Con este proyecto demuestra que la institución tiene una voz en el mundo actual porque «nada de lo humano es ajeno a la Iglesia» en palabras del cardenal Cobo

La Universidad Eclesiástica de San Dámaso (UESD) ha presentado su proyecto para una nueva biblioteca, con un diálogo sobre fe, historia y conocimiento, entre Santiago Muñoz Machado, director de la Real Academia Española (RAE) y Nicolás Álvarez de las Asturias, rector de la institución. La biblioteca estará ubicada en la cripta de la Basílica de San Francisco el Grande, un gesto cargado de significado, tal y como afirmó el rector de la UESD: «es un sitio para rezar, salir de uno mismo y de hacer silencio». Para él, esa ubicación simboliza que «nuestros cimientos están en la cultura heredada, son las raíces de la presencia del cristianismo en nuestra sociedad». Albergará más de 350.000 volúmenes, entre los que se incluyen 11 incunables, y 1.375 títulos de revistas; y contará con 47 puestos de trabajo para investigadores y otros 84 para estudiantes.

En el coloquio, Santiago Muñoz Machado abordó la relación histórica de la Iglesia con el saber. Recordó el compromiso del cardenal Cisneros, quien al fundar la Universidad de Alcalá, compró «todos los libros que encontraba». Respecto a la evolución natural de la lengua, Muñoz señaló la imprescindible aportación del clero, que tiene la responsabilidad de transmitir bien sus mensajes, y para ello formarse en oratoria y humanidades.

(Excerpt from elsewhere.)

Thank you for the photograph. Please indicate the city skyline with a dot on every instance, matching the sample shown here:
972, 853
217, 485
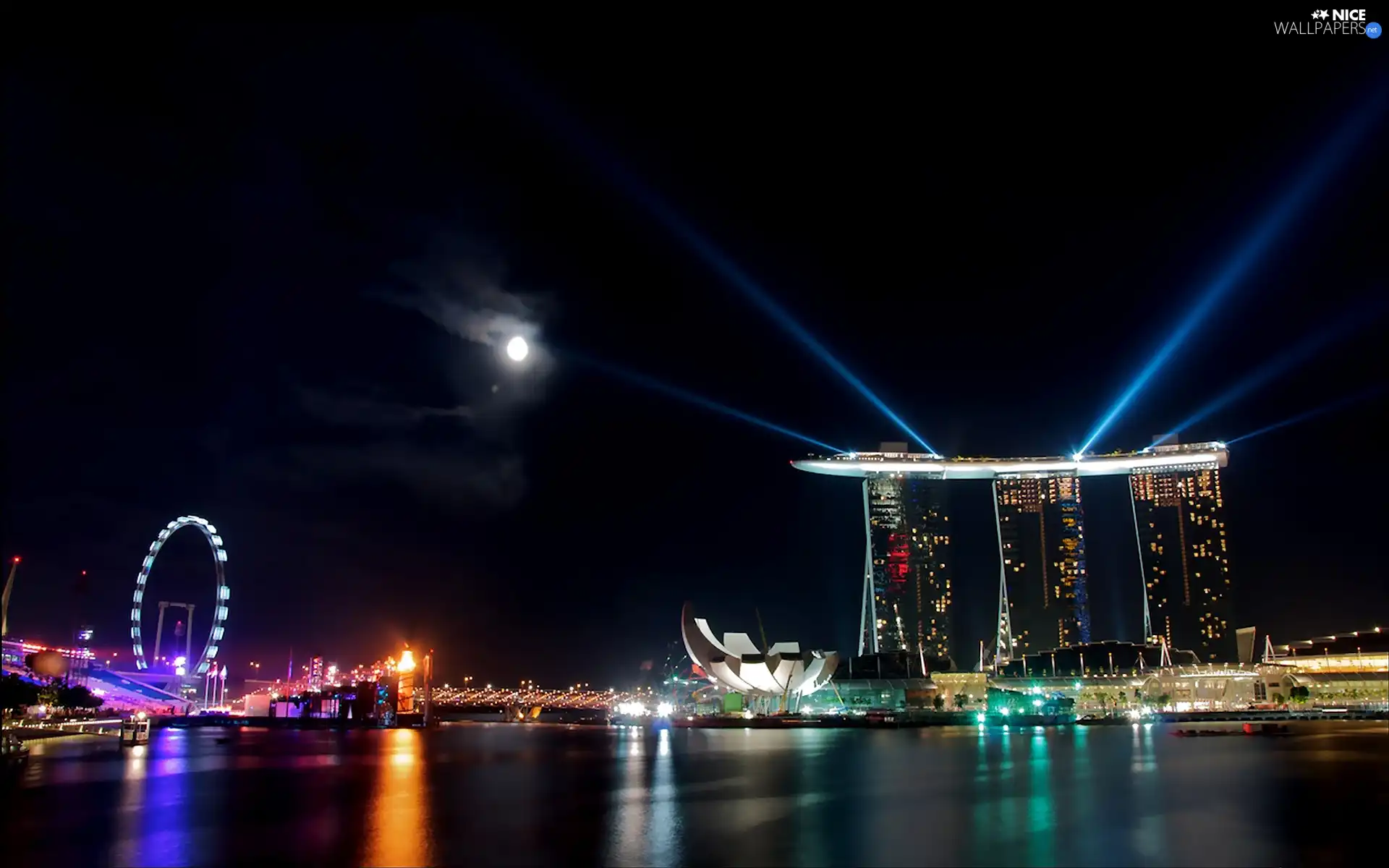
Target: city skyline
292, 321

La defensa de las humanidades fue unánime por parte de los ponentes frente a la crisis de sentido. Álvarez de las Asturias aseguró que son una necesidad vital porque el conocimiento «nos permite ampliar el campo al que queremos dirigir la razón» y nos ayuda a reflexionar «sobre el sentido, los límites, el bien y el mal». Por su parte, Santiago Muñoz conectó esta necesidad con la era tecnológica, recordando que las humanidades no son prescindibles, ya que «se rifan los lingüistas las empresas tecnológicas» porque quieren integrarlas en la Inteligencia Artificial.

El rector también advirtió sobre la «idolatría de la juventud», indicando que en lugar de buscar conquistar a los jóvenes, hay que proponerles algo que les «obligue a salir de sí mismos», como «la provocación de una buena novela» o una «buena propuesta espiritual».

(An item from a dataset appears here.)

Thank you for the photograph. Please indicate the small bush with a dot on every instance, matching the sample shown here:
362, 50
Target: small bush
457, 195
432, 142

El cardenal arzobispo de Madrid, José Cobo, clausuró el acto reafirmando que la misión de la Iglesia no se doblega ante la economía ni la polarización. «Queremos ser fieles al Evangelio, y eso nos mueve». En este sentido, recordó que la Iglesia no cerrará los colegios más vulnerables y deficitarios: «No vamos a cerrar [estos colegios] nunca porque nosotros seguimos apostando por la educación allí donde están los más vulnerables». Una muestra más de que «la Iglesia de Madrid está presente en todos los ámbitos de nuestra ciudad, especialmente donde se necesita más luz». Por eso pidió «apostar por aquellos que miran alto» porque necesitamos «gente que sueñe».

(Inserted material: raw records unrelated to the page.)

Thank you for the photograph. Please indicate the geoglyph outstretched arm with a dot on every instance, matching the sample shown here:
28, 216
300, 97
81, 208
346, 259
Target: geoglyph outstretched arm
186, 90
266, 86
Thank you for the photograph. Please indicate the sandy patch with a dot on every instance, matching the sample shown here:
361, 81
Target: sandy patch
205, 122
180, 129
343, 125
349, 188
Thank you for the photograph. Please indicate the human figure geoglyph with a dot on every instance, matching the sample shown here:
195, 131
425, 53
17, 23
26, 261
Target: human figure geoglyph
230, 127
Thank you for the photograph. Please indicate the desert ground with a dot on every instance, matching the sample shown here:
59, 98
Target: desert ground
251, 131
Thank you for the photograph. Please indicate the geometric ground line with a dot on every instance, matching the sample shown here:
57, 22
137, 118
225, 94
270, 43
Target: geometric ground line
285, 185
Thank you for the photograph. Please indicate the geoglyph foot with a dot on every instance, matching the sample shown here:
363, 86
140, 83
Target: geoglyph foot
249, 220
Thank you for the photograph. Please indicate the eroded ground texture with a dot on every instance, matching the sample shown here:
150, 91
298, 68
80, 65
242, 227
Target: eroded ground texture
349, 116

Cobo resumió el espíritu del proyecto citando a Publio Terencio Africano: «Nada humano me es ajeno. Nada humano es ajeno a nuestra Iglesia». El cardenal concluyó con un mensaje de esperanza y una llamada a la colaboración: «Vivimos en tiempos de grandes desafíos… Permítidme: no me lo creo [que el mundo vaya a acabarse]. ¿Por qué? Porque Dios está en nuestro mundo. Y porque tenemos remedio. Nuestra cultura tiene remedio. Nuestra sociedad tiene remedio. Y lo vamos a encontrar». Finalmente, invitó a todos a «ser parte de esta obra» y a «remar juntos» como «peregrinos de esperanza».